The President, John Dramani Mahama, has urged Africans on the continent and in the diaspora to reclaim suppressed histories of slavery and colonialism and use them as a rallying point for unity and self-determination.
He made the call on Friday, December 19, 2025, when he addressed the Diaspora Summit 2025 at the Accra International Conference Centre (AICC).
He reminded participants that Ghana’s coastline, dotted with dozens of slave forts and castles, became a major exit point for millions of enslaved Africans, turning the Gulf of Guinea and the wider Atlantic into “a graveyard of our ancestors.” Many captives from across West Africa were marched for days to these dungeons before being shipped out as human cargo.
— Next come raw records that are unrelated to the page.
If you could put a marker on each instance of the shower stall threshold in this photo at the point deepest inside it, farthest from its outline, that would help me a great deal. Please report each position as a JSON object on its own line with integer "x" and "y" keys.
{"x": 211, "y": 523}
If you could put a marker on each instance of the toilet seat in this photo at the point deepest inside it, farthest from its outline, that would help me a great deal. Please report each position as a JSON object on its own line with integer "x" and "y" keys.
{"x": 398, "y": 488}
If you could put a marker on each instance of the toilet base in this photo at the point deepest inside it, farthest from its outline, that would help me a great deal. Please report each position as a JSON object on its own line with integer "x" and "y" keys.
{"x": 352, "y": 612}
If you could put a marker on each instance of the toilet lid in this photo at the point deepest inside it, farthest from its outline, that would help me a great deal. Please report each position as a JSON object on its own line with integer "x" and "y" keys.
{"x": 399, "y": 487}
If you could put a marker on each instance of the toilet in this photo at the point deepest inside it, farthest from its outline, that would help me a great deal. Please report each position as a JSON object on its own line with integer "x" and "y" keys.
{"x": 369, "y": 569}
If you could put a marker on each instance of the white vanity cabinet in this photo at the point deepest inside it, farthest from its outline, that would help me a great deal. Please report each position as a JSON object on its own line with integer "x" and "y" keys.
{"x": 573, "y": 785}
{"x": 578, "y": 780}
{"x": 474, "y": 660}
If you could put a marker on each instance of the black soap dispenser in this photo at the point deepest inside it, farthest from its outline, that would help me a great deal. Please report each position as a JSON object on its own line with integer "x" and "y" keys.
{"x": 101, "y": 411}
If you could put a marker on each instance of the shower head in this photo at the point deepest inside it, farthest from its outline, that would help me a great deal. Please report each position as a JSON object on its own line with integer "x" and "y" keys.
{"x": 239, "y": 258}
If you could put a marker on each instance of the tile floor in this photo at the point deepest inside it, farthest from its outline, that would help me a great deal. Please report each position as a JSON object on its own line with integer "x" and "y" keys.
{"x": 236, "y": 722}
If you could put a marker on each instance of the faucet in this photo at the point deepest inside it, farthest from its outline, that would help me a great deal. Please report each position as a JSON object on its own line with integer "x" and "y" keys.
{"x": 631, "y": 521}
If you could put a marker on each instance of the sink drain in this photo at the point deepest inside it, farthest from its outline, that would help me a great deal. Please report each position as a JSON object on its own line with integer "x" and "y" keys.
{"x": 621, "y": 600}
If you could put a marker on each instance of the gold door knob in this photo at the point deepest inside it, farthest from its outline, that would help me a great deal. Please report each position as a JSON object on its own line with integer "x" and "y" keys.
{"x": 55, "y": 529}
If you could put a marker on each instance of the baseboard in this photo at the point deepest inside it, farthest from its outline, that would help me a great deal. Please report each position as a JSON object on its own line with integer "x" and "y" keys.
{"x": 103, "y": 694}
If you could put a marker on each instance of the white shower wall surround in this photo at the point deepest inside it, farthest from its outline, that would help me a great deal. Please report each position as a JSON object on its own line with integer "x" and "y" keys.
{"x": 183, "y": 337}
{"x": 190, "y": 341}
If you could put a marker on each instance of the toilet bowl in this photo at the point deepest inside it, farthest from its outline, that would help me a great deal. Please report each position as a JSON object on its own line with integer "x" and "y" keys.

President Mahama traced part of this history to the Volta River estuary, explaining how Portuguese sailors used the “volta do mar” navigation technique to turn their ships and ride Atlantic winds and currents more quickly toward the Americas, with enslaved Africans packed below deck. What happened to those who were taken away, he stressed, is as much a part of Ghana’s story as the experiences of those who remained under colonial rule at home.
Challenging the way this past has been recorded, he said power has long determined whose version of events is preserved. He urged Africans and their descendants to ask whose voices were silenced so that others could be heard, and to deliberately seek out and reclaim those missing stories.
By owning the full truth of their past, he argued, Africans gain the power to write themselves “truthfully and respectfully” into the future of humanity.
He also condemned the divisions created by colonial borders that split ethnic homelands and by racist ideologies that cast some African groups as inferior. These legacies, he said, live on through stereotyping, a “war of images” that portrays Africans as primitive.